I fucking wish that was some passive-aggressive shit, but I know it's not. It reads like some passive-aggressive shit. Believe what you will, but know this: you don't know my mom. You never have to ask her if she's mad. Ever. She tells you immediately. Granted, she hasn't been mad at me for years, not since I lived at home after college. Then it was constantly, you know, "I'm mad at you because you got drunk and skipped your cousin's wedding shower" (I WAS LOOKING FOR A MISSING SNOWMAN) or "I'm mad at you because of your secret tattoo" or "I'm mad at you because the dog ate your cigarettes and now there is tobacco in the carpet and when did you start smoking?" or "I'm mad at you because you quit grad school and didn't tell me and if you refuse to take any steps towards a substantive career you need to be out of this house by October."
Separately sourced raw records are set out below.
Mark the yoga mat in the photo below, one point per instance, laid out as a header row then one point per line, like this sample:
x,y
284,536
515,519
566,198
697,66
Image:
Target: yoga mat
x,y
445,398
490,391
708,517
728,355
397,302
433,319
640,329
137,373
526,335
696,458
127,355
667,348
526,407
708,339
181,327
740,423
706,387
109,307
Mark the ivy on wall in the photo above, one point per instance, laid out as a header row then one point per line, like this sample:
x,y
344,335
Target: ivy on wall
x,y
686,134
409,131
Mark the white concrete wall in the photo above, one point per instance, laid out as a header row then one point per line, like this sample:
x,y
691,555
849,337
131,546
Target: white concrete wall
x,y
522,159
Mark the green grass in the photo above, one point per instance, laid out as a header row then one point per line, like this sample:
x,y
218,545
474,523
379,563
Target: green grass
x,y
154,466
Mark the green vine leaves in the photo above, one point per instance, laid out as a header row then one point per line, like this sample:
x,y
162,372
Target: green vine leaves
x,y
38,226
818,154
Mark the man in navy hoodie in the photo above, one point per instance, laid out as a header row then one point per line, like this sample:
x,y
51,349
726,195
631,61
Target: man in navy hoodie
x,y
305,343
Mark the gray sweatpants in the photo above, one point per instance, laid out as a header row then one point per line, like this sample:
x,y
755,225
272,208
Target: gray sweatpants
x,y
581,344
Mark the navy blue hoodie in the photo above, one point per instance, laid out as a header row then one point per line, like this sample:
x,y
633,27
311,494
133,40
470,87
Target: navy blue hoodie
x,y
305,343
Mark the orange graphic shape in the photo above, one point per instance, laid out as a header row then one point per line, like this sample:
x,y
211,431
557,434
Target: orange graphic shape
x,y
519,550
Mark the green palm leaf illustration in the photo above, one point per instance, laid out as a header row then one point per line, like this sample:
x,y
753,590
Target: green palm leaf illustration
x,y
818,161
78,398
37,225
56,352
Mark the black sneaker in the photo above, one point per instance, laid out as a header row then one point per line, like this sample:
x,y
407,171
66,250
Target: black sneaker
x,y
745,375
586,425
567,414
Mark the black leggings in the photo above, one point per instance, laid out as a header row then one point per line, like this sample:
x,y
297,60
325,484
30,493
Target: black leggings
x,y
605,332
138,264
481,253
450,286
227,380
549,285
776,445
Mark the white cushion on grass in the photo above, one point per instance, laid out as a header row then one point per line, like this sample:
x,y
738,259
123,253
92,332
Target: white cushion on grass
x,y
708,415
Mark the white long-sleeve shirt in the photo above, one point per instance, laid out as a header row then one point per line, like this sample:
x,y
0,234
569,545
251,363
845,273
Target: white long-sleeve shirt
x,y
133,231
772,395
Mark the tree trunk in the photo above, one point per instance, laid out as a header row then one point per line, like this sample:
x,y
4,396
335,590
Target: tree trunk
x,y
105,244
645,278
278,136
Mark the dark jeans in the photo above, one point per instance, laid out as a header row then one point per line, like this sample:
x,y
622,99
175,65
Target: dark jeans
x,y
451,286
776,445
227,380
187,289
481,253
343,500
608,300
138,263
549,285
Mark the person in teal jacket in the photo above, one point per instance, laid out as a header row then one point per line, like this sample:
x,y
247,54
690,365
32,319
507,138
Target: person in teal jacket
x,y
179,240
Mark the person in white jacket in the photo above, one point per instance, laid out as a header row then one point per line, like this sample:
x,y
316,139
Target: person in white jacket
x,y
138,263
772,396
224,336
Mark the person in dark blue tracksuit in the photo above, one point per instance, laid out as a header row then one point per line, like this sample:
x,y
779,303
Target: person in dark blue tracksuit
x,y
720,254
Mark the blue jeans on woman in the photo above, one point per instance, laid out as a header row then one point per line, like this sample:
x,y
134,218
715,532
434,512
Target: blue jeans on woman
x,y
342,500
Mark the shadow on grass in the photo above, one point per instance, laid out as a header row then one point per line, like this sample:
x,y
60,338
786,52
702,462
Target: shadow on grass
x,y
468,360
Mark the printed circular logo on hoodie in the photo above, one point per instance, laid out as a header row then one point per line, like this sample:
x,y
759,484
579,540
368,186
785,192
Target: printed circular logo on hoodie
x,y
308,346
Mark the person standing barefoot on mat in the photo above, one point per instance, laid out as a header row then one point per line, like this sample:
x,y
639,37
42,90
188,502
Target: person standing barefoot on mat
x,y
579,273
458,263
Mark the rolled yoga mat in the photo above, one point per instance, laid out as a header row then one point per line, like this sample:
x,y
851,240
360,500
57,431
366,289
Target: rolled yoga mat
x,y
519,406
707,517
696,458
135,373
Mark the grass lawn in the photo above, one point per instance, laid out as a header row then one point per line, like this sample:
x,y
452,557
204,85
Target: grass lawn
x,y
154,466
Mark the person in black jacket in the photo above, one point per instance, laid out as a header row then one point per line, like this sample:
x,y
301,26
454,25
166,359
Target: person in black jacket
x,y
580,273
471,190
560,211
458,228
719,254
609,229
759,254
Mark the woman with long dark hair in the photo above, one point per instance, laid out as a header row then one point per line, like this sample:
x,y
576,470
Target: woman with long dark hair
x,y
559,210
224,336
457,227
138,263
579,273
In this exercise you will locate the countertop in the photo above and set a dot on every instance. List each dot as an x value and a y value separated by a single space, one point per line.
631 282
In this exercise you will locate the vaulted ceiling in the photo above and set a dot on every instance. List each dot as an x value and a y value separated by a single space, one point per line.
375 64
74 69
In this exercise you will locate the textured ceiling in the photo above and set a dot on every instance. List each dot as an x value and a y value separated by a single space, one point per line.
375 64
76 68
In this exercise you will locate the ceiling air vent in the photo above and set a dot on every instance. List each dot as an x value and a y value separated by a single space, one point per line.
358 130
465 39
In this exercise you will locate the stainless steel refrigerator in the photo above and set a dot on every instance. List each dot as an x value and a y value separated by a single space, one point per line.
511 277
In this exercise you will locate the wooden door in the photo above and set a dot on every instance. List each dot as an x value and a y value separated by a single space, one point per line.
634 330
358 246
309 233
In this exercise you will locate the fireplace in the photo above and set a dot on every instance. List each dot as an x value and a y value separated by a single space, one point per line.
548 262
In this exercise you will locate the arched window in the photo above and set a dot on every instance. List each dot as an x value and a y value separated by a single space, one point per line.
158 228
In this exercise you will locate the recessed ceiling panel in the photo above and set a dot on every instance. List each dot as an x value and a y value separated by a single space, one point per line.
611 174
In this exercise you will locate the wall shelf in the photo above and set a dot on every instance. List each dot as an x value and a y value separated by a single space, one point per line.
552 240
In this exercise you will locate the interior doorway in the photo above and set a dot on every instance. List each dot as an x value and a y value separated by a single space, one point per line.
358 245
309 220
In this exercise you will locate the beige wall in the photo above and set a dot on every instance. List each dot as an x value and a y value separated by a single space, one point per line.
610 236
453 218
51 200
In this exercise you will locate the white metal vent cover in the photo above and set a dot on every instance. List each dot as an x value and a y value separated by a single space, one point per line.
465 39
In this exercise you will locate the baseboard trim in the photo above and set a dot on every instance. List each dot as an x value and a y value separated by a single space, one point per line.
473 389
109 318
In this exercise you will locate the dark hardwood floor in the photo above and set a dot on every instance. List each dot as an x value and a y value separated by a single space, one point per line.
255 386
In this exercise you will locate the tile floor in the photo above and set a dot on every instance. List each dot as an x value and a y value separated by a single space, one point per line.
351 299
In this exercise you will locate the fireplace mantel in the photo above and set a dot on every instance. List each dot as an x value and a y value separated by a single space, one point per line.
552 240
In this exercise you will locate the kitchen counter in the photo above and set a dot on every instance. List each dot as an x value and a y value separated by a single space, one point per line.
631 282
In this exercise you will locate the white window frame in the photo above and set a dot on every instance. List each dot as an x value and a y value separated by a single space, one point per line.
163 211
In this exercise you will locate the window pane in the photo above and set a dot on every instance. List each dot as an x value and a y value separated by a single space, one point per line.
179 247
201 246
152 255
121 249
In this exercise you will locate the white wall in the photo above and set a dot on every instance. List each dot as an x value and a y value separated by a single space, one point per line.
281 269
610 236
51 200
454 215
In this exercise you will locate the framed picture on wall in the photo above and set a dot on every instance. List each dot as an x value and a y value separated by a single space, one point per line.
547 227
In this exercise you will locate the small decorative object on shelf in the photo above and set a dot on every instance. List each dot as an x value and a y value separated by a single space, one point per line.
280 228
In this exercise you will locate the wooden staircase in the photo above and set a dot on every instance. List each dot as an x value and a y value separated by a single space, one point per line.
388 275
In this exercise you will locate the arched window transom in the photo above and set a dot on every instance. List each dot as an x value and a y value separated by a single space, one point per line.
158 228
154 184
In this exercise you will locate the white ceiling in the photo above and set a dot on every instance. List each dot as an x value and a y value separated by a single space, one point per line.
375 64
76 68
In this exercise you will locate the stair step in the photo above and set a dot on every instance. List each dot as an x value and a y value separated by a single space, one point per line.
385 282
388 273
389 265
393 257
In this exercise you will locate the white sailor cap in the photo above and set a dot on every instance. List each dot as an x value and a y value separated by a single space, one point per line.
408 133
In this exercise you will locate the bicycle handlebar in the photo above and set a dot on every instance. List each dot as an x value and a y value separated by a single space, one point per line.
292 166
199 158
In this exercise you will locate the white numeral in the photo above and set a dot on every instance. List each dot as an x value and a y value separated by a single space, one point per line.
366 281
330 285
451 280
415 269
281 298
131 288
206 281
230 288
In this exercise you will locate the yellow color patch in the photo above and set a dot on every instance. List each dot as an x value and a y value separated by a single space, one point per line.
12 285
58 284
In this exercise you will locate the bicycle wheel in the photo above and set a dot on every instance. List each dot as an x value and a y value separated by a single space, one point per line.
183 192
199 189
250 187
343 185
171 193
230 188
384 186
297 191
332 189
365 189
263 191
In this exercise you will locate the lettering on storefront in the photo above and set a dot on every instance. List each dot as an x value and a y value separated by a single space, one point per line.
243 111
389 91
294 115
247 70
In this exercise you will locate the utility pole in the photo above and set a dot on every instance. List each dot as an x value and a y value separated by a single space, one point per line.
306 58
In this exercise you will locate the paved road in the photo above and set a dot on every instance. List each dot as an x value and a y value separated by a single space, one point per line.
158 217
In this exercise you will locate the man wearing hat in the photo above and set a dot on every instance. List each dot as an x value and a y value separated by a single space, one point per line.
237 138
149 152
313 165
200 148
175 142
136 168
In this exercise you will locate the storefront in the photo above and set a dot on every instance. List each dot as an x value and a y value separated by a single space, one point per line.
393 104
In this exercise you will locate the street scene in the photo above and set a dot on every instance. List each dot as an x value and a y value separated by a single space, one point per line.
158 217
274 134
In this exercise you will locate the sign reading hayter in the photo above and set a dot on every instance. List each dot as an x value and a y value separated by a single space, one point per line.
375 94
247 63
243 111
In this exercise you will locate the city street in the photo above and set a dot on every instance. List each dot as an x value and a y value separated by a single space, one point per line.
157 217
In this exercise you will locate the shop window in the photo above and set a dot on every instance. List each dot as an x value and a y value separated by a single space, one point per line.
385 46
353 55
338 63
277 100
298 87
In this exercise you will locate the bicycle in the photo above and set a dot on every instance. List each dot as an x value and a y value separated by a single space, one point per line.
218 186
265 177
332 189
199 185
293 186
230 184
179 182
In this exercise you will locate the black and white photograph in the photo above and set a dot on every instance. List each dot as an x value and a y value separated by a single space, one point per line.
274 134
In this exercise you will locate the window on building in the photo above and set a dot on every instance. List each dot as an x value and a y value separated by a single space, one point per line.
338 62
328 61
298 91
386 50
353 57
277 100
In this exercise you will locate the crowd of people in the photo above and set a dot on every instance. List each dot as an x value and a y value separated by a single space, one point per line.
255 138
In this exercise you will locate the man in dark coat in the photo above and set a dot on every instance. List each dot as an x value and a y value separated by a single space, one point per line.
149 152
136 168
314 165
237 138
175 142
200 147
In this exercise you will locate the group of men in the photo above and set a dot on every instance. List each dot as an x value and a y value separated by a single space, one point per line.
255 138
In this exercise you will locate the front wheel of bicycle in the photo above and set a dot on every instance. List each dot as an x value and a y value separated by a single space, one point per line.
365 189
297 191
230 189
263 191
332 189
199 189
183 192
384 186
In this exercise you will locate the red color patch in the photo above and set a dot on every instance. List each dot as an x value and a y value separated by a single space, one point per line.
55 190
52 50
"Thanks, Ma." Get mad at me. Why the fuck aren't you mad at me?
"Don't worry, honey, I'm not mad at you." Well you fucking should be. It's so much easier to give myself a hard time if I have a fucking reason to do so.
"Good. I was worried." Shit shit shit. Guilt.
"You can't blame yourself for this. I'll get you that serial number later, but I have to go now, okay?"
"Stop it. Do not blame yourself."
"I don't want you feeling guilty about this. I know how you are. And don't do anything...silly."
"What, like stake out potential burglar addresses that I found on Craigslist? I'm doing that tomorrow night."
"Just don't. You know what? Nevermind."
"I gotta go. Later, okay?"
I hang up the phone and head back over to the table, shivering. It's cold outside. My posse has moved to an adjacent patio table in the sun.
"The Mom?" Muffy asks as I sit down again.
"You know it."
"Did she have it?" MoLinder jumps in.
"I told you. Accountants, man, they save everything," Sean laughs.
"You know, I love my mom because she's the most responsible woman ever in the world, but I fucking hate my mom because she's the most responsible woman ever. In the fucking world."